If all this is true, i.e. that the lockdown was not the main cause of the recession, but the main cause was the virus itself and the fear it created, and that the recovery is stronger afterwards in countries that imposed stronger interventions, we should see forward-looking measures indicating this. Early data from the Danish and Swedish stock market seem to point in this direction, even if the evidence is admittedly very tentative and a fuller analysis is obviously needed. This figure shows the Danish and the Swedish stock markets surrounding the date of the lockdown.
I have normalized the two stock-market indices to “1” on March 12, the day after the lockdown was announced in Denmark. The Danish and the Swedish stock markets followed more or less similar paths during March, but, since then, the Danish stock market has gained 29% whereas the Swedish market has gained “only” 20%. Again, one needs a more detailed analysis (the Danish stock market is heavily influenced by pharmaceuticals and other defensive stocks that do relatively well in downturns), but this early evidence indicates that stock market investors are more positive on the Danish stock market.
Furthermore, the number of deaths is currently much lower in Denmark than in Sweden (also on a per capita basis), which is of course also something to remember:
Denmark and Sweden vs. other countries
The idea of using credit-card and other payment-type information is great and has been used by a number of economists to obtain real-time information on the economic impact of Covid-19. Microdata indicate that consumer spending in France fell by 50% as a result of the virus (Link), in Spain by 50% (Link), and in the US by something like 50%, too (Link). It thus seems that the contraction in spending is somewhat smaller in Denmark and Sweden compared to other countries. The comments above should be viewed in this light.

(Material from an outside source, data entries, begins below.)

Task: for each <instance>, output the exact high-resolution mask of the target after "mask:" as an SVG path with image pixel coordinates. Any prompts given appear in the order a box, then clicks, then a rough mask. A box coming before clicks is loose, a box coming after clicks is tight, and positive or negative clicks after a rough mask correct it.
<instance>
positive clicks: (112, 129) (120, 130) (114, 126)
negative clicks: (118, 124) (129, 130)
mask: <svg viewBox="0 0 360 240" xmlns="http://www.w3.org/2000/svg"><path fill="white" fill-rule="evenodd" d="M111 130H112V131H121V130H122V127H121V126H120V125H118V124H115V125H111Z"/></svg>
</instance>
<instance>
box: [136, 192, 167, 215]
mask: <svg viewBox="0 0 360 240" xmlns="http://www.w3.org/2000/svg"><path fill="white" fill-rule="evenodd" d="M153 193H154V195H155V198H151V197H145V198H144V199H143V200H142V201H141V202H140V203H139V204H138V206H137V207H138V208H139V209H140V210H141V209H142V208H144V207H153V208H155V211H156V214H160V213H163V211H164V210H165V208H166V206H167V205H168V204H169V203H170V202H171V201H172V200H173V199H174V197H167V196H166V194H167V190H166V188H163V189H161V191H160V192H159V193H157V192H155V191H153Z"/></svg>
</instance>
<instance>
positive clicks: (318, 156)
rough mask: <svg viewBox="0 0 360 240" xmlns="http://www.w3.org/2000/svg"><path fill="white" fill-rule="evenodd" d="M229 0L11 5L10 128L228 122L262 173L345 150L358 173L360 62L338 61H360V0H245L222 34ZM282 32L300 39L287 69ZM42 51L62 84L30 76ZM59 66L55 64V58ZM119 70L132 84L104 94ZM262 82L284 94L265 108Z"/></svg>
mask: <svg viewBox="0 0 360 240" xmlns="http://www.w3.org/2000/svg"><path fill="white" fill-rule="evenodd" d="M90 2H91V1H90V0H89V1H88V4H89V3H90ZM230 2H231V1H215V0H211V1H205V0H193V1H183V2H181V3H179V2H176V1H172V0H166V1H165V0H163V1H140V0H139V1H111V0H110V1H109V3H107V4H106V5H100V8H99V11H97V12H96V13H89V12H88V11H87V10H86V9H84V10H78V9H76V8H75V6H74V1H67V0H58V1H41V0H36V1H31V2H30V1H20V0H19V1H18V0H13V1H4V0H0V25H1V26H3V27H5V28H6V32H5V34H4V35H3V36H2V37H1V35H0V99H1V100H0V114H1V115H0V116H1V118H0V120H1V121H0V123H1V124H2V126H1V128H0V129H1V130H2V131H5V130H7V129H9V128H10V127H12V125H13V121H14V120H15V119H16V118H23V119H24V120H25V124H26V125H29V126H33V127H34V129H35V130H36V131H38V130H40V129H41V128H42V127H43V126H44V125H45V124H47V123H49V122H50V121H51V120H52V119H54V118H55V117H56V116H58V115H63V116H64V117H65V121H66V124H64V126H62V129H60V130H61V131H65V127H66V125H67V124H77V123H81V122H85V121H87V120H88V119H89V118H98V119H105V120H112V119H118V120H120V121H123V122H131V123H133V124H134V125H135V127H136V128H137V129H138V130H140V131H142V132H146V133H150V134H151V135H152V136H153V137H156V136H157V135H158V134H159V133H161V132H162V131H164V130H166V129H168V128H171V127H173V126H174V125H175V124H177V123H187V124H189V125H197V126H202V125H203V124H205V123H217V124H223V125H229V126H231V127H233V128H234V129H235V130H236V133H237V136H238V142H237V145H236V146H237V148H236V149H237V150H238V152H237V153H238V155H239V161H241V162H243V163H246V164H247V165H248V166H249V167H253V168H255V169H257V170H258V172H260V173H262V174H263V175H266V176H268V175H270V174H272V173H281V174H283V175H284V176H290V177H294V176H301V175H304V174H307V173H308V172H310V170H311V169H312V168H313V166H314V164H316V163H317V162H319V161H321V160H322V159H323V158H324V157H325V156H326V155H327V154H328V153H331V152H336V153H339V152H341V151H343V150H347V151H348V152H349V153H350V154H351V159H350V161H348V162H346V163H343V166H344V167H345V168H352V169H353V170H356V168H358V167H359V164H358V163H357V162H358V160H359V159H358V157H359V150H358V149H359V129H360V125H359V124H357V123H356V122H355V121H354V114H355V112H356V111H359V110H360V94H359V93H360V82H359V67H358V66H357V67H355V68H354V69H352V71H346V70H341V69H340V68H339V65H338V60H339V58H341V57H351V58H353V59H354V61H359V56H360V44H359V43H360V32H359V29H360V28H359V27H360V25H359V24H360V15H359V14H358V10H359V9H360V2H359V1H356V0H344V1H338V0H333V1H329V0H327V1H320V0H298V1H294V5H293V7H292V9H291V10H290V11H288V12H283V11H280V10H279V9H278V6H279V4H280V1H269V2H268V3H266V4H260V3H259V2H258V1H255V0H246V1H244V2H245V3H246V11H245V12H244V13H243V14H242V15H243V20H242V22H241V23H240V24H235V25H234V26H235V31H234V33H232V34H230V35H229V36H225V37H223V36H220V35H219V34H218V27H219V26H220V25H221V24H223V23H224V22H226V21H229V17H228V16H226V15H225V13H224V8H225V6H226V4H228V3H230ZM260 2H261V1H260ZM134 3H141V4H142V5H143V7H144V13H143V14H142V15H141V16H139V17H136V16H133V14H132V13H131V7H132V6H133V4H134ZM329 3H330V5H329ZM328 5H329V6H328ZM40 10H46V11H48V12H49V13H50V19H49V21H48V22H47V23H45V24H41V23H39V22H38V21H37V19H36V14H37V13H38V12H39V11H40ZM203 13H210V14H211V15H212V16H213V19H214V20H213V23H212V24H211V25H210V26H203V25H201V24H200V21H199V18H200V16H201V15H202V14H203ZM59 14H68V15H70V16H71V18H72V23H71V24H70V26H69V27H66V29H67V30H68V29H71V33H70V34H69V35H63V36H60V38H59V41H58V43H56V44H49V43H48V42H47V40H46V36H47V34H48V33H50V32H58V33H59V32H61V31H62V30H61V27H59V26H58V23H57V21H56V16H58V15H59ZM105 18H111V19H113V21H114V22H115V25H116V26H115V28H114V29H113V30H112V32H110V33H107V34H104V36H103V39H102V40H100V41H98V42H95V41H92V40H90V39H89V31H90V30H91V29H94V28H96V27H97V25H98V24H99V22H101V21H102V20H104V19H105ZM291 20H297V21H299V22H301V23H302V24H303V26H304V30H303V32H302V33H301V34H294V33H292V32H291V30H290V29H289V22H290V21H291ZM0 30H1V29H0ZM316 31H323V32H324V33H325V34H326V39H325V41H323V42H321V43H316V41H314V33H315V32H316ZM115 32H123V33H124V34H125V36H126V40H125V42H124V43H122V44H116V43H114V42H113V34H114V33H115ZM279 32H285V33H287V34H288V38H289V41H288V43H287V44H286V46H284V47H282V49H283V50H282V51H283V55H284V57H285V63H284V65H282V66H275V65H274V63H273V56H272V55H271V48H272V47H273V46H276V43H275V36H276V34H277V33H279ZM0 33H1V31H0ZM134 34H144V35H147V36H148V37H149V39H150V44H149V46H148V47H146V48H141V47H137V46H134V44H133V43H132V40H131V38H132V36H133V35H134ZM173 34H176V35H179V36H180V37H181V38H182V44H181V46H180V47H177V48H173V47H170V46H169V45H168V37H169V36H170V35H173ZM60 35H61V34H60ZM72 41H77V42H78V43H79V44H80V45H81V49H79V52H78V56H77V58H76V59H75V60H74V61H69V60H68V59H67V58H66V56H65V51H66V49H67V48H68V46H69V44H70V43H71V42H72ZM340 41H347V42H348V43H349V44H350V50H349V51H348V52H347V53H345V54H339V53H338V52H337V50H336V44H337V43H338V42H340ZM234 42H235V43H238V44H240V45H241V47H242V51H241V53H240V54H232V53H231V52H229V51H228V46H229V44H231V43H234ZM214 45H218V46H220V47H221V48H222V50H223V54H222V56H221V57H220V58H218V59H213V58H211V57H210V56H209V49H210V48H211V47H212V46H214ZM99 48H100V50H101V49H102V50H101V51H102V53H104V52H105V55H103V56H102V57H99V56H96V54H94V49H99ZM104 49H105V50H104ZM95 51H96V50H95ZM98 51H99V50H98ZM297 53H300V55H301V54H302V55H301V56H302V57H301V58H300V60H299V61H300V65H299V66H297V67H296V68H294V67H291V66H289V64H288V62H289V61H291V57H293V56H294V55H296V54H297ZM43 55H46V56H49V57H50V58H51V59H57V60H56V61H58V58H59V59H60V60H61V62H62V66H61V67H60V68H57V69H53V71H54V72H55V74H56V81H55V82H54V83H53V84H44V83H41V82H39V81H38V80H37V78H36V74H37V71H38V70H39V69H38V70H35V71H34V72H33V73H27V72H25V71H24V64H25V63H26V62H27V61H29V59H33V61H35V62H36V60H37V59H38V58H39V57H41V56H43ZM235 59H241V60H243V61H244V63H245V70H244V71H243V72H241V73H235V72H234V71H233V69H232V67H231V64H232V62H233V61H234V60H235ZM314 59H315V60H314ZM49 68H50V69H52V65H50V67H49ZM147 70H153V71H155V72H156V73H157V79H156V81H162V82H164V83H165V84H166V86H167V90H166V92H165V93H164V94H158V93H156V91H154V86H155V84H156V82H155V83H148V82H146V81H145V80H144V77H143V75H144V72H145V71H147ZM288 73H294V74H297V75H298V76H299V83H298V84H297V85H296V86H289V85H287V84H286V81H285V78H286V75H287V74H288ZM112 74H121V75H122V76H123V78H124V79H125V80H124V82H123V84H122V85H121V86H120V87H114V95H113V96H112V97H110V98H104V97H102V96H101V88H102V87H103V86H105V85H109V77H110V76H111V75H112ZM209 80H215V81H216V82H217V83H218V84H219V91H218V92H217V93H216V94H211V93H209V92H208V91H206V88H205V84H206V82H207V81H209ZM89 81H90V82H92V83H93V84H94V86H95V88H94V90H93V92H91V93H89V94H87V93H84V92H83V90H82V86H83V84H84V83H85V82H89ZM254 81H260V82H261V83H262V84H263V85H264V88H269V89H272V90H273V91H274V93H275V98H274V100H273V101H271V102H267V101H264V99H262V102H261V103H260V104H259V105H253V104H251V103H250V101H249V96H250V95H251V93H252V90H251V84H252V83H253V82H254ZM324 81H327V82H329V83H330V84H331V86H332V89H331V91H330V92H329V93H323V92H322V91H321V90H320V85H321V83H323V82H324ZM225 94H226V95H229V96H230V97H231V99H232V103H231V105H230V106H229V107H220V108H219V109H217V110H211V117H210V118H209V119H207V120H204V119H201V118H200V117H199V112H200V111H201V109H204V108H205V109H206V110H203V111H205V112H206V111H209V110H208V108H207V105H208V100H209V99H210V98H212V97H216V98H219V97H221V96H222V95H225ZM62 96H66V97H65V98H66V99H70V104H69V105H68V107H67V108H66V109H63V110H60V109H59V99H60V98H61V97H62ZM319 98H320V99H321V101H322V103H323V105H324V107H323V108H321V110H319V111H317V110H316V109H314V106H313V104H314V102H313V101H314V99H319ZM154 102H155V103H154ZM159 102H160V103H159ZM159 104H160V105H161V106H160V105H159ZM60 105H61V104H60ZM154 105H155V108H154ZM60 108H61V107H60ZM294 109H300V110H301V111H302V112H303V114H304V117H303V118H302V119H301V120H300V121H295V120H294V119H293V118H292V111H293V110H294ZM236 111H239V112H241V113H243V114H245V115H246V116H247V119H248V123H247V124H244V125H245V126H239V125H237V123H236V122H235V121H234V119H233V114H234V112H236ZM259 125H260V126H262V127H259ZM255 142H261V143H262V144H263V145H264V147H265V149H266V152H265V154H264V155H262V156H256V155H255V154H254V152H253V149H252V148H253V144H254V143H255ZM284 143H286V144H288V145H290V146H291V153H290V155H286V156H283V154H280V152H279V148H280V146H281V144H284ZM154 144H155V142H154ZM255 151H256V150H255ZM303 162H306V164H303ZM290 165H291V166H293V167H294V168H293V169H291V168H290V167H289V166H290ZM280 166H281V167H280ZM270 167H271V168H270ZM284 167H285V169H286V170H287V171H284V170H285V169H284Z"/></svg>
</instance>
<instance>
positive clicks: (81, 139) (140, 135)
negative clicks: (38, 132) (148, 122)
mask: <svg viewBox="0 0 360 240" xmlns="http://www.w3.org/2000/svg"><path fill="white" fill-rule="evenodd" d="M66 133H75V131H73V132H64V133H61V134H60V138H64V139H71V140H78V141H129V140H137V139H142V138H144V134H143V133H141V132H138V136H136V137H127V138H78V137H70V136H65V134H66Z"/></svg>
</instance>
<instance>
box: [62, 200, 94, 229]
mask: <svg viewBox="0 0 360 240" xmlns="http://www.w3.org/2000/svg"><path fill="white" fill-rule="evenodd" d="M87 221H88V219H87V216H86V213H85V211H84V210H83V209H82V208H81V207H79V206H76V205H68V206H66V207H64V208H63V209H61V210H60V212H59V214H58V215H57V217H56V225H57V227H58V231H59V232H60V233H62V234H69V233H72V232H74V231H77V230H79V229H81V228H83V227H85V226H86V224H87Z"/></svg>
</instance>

In any case, a 30% or 50% drop in spending is a huge drop. But, a 50% drop in spending does not mean that overall economic activity drops by 50%. Overall economic activity includes public spending, exports/imports, etc. So, credit card transactions provide useful information about consumer spending, but cannot stand alone when judging overall economic activity.
Conclusion
At some stage, we need to evaluate carefully whether too much was shut down. Not to blame somebody, but to learn. It is important that we analyze thoroughly whether it is better to be very aggressive early on in a pandemic or whether less aggressive measures are enough. Currently, it seems that we shut down a little too much (and we are now too slow in opening up e.g. borders again), but that the price of doing so was not as high as one might have expected intuitively.